Avery Moore’s sprightly little fantasy The Dryad’s Riddle isn’t your typical ChoiceScript game. Aside from choosing your character’s name and gender in the beginning, the interactivity is limited to solving riddles posed by the characters you meet in the land of dreams. There’s a map with six locations (including a carnival, a haunted house, and an art museum), which can be visited in any order. In each location, a cast of colorful characters will run you through a gantlet of varied puzzles.
The challenges range from simple riddles to logic problems best worked out with paper and pencil. Most readers who enjoy puzzles of this kind will have seen some of them before, but quite a few were new to me. There’s a hint system if things ever get too tricky; I had to use it only a couple times, but in my experience the hints were genuinely helpful without giving too much away. There’s also an option to eat magic beans which give you the answers outright - but be careful, the ending you ultimately get depends on how many hints you use.
As much fun as I had with the puzzles, there’s just as much delight to be had in the frame story, which is itself full of wit, wordplay, and unexpected twists of thought.
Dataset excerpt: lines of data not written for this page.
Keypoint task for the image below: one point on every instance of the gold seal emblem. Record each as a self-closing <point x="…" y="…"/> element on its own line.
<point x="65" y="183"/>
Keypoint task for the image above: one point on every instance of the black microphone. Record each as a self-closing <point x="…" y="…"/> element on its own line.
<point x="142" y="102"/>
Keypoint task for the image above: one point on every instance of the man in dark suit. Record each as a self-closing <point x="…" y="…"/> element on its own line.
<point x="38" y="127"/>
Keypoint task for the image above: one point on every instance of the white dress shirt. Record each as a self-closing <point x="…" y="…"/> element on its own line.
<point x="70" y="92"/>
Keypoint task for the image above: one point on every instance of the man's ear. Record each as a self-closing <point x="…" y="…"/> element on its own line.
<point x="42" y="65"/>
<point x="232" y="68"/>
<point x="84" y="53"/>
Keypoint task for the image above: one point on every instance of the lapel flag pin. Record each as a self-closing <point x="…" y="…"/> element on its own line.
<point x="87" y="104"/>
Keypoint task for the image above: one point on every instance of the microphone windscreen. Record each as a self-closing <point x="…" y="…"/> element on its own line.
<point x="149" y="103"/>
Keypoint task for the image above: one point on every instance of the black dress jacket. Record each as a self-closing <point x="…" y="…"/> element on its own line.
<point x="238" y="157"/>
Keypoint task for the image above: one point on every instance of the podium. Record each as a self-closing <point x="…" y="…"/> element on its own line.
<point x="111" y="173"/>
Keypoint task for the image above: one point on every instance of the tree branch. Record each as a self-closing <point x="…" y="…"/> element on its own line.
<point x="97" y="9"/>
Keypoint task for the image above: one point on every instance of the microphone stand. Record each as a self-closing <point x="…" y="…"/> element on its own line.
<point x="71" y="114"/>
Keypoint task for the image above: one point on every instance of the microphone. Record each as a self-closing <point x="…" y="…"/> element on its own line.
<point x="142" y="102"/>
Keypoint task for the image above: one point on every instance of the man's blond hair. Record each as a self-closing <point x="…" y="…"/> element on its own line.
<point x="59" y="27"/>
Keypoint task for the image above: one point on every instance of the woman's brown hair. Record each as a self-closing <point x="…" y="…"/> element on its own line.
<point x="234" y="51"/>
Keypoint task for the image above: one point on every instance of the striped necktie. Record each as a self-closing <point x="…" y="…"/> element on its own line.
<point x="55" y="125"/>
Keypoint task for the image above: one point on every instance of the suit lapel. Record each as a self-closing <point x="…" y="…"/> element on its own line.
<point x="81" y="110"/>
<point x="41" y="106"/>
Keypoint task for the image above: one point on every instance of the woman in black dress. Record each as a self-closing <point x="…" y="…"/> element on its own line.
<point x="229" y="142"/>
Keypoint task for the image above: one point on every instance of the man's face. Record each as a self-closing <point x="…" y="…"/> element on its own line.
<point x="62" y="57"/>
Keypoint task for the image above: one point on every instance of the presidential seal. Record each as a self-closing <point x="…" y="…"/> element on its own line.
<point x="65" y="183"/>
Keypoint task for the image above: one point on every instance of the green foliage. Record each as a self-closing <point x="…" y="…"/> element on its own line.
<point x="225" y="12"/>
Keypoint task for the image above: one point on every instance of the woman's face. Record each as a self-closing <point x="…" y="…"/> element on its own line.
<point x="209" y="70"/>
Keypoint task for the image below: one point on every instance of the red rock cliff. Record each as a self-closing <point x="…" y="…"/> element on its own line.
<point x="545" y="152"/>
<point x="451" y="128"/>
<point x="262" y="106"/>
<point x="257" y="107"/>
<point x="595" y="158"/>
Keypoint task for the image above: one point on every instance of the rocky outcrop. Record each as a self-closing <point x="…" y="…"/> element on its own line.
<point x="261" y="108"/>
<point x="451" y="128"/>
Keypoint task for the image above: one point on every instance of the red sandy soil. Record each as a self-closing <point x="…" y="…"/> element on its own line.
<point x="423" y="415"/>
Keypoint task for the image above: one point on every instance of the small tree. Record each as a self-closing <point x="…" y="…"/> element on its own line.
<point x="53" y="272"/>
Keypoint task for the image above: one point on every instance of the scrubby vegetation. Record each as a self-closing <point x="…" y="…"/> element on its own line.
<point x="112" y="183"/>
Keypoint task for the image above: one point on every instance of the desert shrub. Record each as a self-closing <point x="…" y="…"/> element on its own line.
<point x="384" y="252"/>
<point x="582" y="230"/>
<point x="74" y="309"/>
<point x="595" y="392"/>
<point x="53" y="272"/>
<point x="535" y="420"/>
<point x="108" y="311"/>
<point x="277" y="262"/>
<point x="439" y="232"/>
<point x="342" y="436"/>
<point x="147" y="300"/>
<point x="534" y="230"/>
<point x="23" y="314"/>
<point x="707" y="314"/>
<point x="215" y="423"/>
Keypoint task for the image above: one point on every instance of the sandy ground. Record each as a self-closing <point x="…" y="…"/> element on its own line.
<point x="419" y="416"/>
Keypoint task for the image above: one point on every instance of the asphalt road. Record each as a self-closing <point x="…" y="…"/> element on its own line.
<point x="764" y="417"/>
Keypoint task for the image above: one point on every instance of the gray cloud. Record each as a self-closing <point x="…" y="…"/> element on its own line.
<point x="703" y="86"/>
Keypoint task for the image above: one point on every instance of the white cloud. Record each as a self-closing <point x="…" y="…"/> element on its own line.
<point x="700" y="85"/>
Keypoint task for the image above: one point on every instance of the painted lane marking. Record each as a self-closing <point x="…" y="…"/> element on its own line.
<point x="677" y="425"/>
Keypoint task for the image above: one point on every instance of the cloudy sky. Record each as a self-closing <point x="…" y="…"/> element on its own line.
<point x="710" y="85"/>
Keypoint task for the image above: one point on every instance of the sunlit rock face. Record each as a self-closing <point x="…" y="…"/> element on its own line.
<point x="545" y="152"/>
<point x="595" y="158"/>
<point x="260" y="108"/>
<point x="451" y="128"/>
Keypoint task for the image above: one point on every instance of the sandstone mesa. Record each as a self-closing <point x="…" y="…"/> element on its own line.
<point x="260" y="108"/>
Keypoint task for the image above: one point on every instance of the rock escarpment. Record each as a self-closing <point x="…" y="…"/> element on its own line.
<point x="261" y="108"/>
Fans of Alice’s Adventures in Wonderland and Louis Sachar’s Wayside School series will feel right at home with Moore’s splendidly twisted logic. Amidst the absurdity of a dream-land carnival, for instance, the PC is surprised to stumble upon a petting zoo full of perfectly ordinary animals - but the hobgoblins and pixies native to the realm stare in wonder at such beasts as one-headed dogs and hornless unicorns. The playful surprises and subversions that pepper the story help set the reader into the perfect frame of mind for solving puzzles that require thinking outside the box.
Replay value is low - once you’ve solved all the puzzles, there’s not much new to offer - although I can see myself replaying this every few years or so just to enjoy the story. Readers who go in expecting a traditional interactive novel are likely to be disappointed. But if you enjoy puzzle games - or wordplay and quirky worldbuilding - The Dryad’s Riddle is well worth picking up.